She had taken considerable chance in accusing Cora Kidder of complicity in the hazing of the previous night, but the sudden pallor on the face of the girl told Harriet that her shot had gone home.


CHAPTER XIII

THE CAMP GETS A SURPRISE

"Let me thee that towel," demanded Tommy, rising and stepping over to Cora's side of the tent.

Miss Kidder quickly thrust the towel in her laundry bag and turned an angry face to Grace.

"Will you please let me alone?" she said trembling with anger.

"Yeth, I think I will," nodded Tommy, after gazing briefly into the storm-swept face of Cora Kidder. Harriet motioned to Tommy to go to bed. Tommy decided that she had gone far enough with her quizzing and that she would do as Harriet suggested.

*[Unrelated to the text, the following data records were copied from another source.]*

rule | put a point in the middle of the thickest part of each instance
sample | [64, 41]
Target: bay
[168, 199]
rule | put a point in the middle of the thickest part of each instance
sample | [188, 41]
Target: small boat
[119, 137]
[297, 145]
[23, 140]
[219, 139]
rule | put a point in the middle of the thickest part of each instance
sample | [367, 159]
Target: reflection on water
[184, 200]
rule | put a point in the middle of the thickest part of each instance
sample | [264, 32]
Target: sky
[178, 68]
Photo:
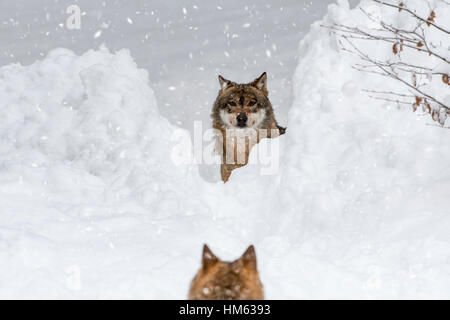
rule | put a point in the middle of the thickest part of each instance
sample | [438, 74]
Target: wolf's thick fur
[218, 280]
[242, 110]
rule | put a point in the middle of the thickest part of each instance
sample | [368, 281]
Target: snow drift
[93, 207]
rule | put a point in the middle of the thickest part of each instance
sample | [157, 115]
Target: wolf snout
[241, 119]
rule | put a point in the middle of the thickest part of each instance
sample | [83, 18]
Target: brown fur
[218, 280]
[250, 99]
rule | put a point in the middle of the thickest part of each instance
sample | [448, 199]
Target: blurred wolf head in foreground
[219, 280]
[242, 112]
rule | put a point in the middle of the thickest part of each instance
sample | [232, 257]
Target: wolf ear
[261, 82]
[224, 83]
[249, 258]
[208, 258]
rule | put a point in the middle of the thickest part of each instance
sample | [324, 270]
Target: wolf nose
[241, 119]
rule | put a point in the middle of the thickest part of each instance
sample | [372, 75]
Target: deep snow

That night after the lights had been extinguished, Harriet lay for a long, long time, thinking over the events of the evening, beginning with the Council Fire and ending with the little scene that had taken place in their tent. What should she do? What was the honest course to pursue? The girl was unable to decide. She did make up her mind, however, to consult with Miss Elting on the following morning.

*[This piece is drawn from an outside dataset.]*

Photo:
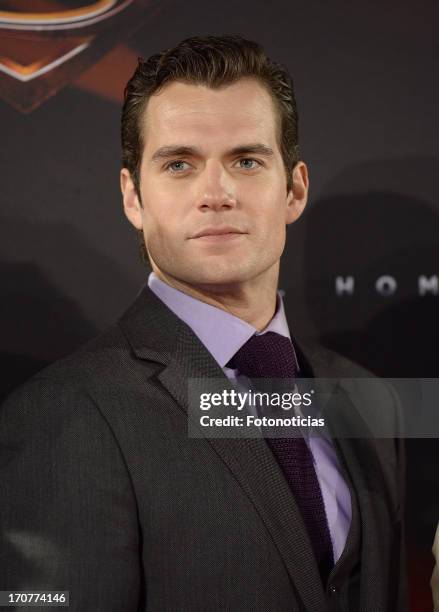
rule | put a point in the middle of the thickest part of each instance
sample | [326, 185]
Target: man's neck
[253, 302]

After breakfast at the first opportunity she went in search of Miss Elting, but learned that the guardian in company with another of the camp officials had started out with Jasper to go to "The Pines," a summer watering place in the woods, some ten miles from Camp Wau-Wau. This summer resort was reached by a state road entering the woods from another direction, but the two young women had taken the log road as being the most direct.